Minderjährigenrecht

Minderjährigenrecht

Minderjährigenrecht: Kinder dürfen nicht nach Erwachsenenstrafrecht angeklagt werden

Strafmündigkeit und die Frage des Alters

Die Rechtsprechung für Minderjährige betrifft, wie der Name schon sagt, nur Menschen ohne volle Rechtsmündigkeit. In vielen Ländern werden allerdings nicht alle Geburten offiziell registriert, sodass Kinder ihr eigentliches Alter verheimlichen können. Es ist bisweilen ausgesprochen schwierig festzustellen, ob manche Jugendliche tatsächlich jünger als 18 Jahre alt sind, oder ob das angeklagte Kind in Wahrheit bereits das Alter der vollen Schuldfähigkeit erreicht hat.

Strafmündigkeit wird an einem Zeitpunkt erlangt, an dem das nationale Gesetz Kinder für emotional, psychisch und intellektuell soweit ausgereift hält, dass sie volle Verantwortung für Verbrechen übernehmen können. Bei jüngeren Kindern gelten die Eltern oder Vormünder als verantwortlich.

In den meisten Ländern gibt es eine festgelegte Grenze zur vollen Strafmündigkeit, die aber oftmals deutlich zu niedrig angesetzt ist, weit unter der international empfohlenen Grenze von 15 Jahren. Es existiert eine weite Spannbreite zwischen verschiedenen Kulturen und Gegenden, von 7 bis 18 (entweder beide Zahlen in Schrift oder numerisch schreiben) Jahren.

Das Rechtssystem muss dem Alter des Angeklagten oder Opfers angepasst werden, egal ob es sich um einen Erwachsenen, einen strafmündigen Jugendlichen oder ein Kind handelt.

Rechte des Kindes im Rechtssystem

Ein Kind hat innerhalb des Rechtssystems zahlreiche Rechte.

– Das Recht auf Auskunft: Angeklagte Kinder haben das Recht, Fragen über alles zu stellen, das sich ihrem Verständnis entzieht. Sie müssen den Inhalt der Anklage sowie ihre eigenen Rechte kennen.

– Das Recht auf Verteidigung: Dieses Recht ist von essentieller Bedeutung. Kinder haben das Recht, den Anklägern zu widersprechen. Sie müssen ihre Auffassungen und Anliegen ausdrücken können.

– Das Recht auf Beistand: Kindern muss ein qualifizierter Anwalt zur Verfügung stehen, da sie selbst oft nicht mit dem Gesetz und den Mechanismen des Rechtssystems vertraut sind. Besprechungen mit einem Anwalt müssen privat und in der Muttersprache des Kindes gehalten werden.

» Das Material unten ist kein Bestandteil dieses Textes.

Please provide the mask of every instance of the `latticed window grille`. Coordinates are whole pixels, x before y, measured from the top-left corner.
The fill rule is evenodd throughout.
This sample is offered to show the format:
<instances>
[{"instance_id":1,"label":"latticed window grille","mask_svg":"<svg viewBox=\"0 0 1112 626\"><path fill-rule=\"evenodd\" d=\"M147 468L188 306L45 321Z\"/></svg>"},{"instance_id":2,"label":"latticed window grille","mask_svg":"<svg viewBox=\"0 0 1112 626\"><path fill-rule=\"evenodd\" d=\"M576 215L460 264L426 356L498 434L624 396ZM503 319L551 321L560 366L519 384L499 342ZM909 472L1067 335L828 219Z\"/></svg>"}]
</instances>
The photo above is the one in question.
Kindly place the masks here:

Andere Formen des Beistands sind zum Beispiel finanzielle, soziale, sprachliche oder gesundheitliche Hilfestellung, insbesondere für Verbrechensopfer. Vor allem kranke oder behinderte Kinder benötigen zusätzliche Hilfe.

– Das Recht auf Schutz: Alle Kinder müssen sich ohne Druck oder Einschüchterung im Rechtssystem bewegen können, frei von Angst um ihr Leben oder das ihrer Familie, besonders als Zeugen. Direkter Kontakt zwischen Opfer und Angeklagtem sollte während der Untersuchung und des Prozesses soweit wie möglich vermieden werden. Dies dient auch der Prävention weiterer Schäden für das Kind.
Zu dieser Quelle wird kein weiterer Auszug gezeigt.